This is not a hobby, it’s our profession

Musicians’ Union denounces ‘Play For Free’ policy

As the UK government lets some English music venues re-open, the Musicians Union (MU) is receiving reports of venues asking musicians to play unpaid.

Musicians, venues and the wider live music industry have all shared the pain of lockdown. So, the Union is understandably concerned that venues such as the Bristol Hippodrome Piano Bar have been asking performers to work free of charge.

The social media backlash against the Hippodrome’s owners, The Ambassadors Theatre Group resulted in a rapid climb down from the company but the MU is hearing that other venues are preying upon musicians’ desire to return to performing.

The MU says many of its members will see nothing of the government’s £1.57 Cultural Recovery Fund, which excludes grants to individual artists or groups. This comes on top of news that 38 percent of MU members are ineligible for the Self-Employment Income Support Scheme (SEISS) or the furlough scheme, leaving thousands of professional musicians with no income, at all.
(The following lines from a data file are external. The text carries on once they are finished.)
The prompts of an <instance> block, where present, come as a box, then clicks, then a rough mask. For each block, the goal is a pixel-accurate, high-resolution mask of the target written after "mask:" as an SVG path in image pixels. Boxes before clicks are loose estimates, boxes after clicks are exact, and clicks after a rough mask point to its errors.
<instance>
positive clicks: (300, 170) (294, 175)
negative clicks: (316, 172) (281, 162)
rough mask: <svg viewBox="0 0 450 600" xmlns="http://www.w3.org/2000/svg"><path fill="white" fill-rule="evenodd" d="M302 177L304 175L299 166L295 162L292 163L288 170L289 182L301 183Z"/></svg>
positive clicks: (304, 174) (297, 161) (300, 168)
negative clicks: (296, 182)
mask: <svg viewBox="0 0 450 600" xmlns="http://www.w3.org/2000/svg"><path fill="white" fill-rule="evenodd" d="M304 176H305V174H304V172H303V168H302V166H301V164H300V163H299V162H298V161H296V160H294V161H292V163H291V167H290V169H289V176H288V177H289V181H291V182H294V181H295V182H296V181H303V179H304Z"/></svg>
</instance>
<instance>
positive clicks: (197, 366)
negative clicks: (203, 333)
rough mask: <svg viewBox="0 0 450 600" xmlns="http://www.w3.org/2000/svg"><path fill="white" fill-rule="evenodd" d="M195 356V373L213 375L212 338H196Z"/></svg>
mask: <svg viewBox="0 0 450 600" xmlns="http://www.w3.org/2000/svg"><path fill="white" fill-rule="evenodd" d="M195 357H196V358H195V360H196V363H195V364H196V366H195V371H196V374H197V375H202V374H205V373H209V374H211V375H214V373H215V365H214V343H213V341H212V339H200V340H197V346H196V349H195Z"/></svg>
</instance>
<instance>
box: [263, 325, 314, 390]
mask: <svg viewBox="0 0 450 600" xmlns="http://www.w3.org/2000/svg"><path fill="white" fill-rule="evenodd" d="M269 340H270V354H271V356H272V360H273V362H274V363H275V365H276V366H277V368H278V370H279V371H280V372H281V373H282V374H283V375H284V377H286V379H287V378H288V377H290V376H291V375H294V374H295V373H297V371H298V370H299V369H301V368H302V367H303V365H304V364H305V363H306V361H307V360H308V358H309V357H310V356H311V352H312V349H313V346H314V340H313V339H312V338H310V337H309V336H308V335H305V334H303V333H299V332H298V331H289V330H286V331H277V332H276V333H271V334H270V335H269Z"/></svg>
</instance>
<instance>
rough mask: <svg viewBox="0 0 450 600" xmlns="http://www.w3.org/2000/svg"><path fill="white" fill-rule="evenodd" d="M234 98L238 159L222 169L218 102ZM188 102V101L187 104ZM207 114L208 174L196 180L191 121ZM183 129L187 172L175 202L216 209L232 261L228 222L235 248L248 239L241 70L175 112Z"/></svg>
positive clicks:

With streaming income being negligible for most musicians and increasingly limited opportunities for work in the film and television sector. Thousands of MU members rely on live performance income to survive.

Many venues have been supported by funding from the Cultural Recovery Fund, reductions in VAT on hospitality and the Eat Out To Help Out scheme. Closures have occurred despite this but the MU is calling on the whole industry to pull together.

‘Supporting the region’s theatres and venues is essential, but that must include support for the musicians and performers as well,’ said MU Regional Organiser for Wales & South West England Andy Warnock.